Что ещё? Война в Афганистане едва разгорается. Не помнил всех подробностей, знал точно одно — где-то через десять лет после «ввода ограниченного контингента» Горбачёв будет вынужден убрать оттуда армию, потерпев поражение. Потом точно также и не солоно хлебавши уведёт войска Байден. Предупредить? Но тогда светит не распределение в милицию, а распределение в тюрьму за распространение клеветы, порочащей социалистический строй и Советскую армию, свято исполняющую интернациональный долг.
Хотелось бы предотвратить взрыв на Чернобыльской АЭС. ОК, сообщит, но кому поверят принимающие решения в ядерной энергетике — учёным с мировым именем, тщательно спланировавшим эксперимент, или анонимному прогнозу от неизвестного «прорицателя»?
Хреново, что Егор помнил историю фрагментарно. Школьную забыл. Вузовскую — лишь по истории государства и права. Горбачёвскую антиалкогольную компанию знал по Постановлению об усилении борьбы с пьянством и алкоголизмом, кажется, примерно так оно называлось. Но до полусухой эпохи ещё несколько лет!
Выручало в какой-то мере, что Егор прочитал, пусть — не слишком внимательно, несколько книжек по истории милиции. Хоть как-то ориентировался, где ему придётся служить.

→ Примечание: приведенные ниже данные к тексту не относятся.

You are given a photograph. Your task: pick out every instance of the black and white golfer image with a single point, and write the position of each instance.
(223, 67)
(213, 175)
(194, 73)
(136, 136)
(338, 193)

Вот выпускники школ МВД подготовлены более конкретно. Они — стопроцентные менты уже на момент вступления в должность.
Он понадеялся, что на фоне других неучей из гражданских вузов не будет сильно выделяться.
Короче, никаких преимуществ у него нет. Одни минусы — меньшая приспособленность к этой среде. Неизбежные и труднообъяснимые «провалы в памяти», потому что совершенно не знал жизни предшественника в теле Егора Евстигнеева.
Всё. Отрезано.
Он сжал кулаки, пока ногти не впились в кожу. Сказал себе: отныне — в моём теле. А не какого-то предшественника. Егор 1960 года рождения из Речицы — это я. Иначе докачусь до раздвоения личности.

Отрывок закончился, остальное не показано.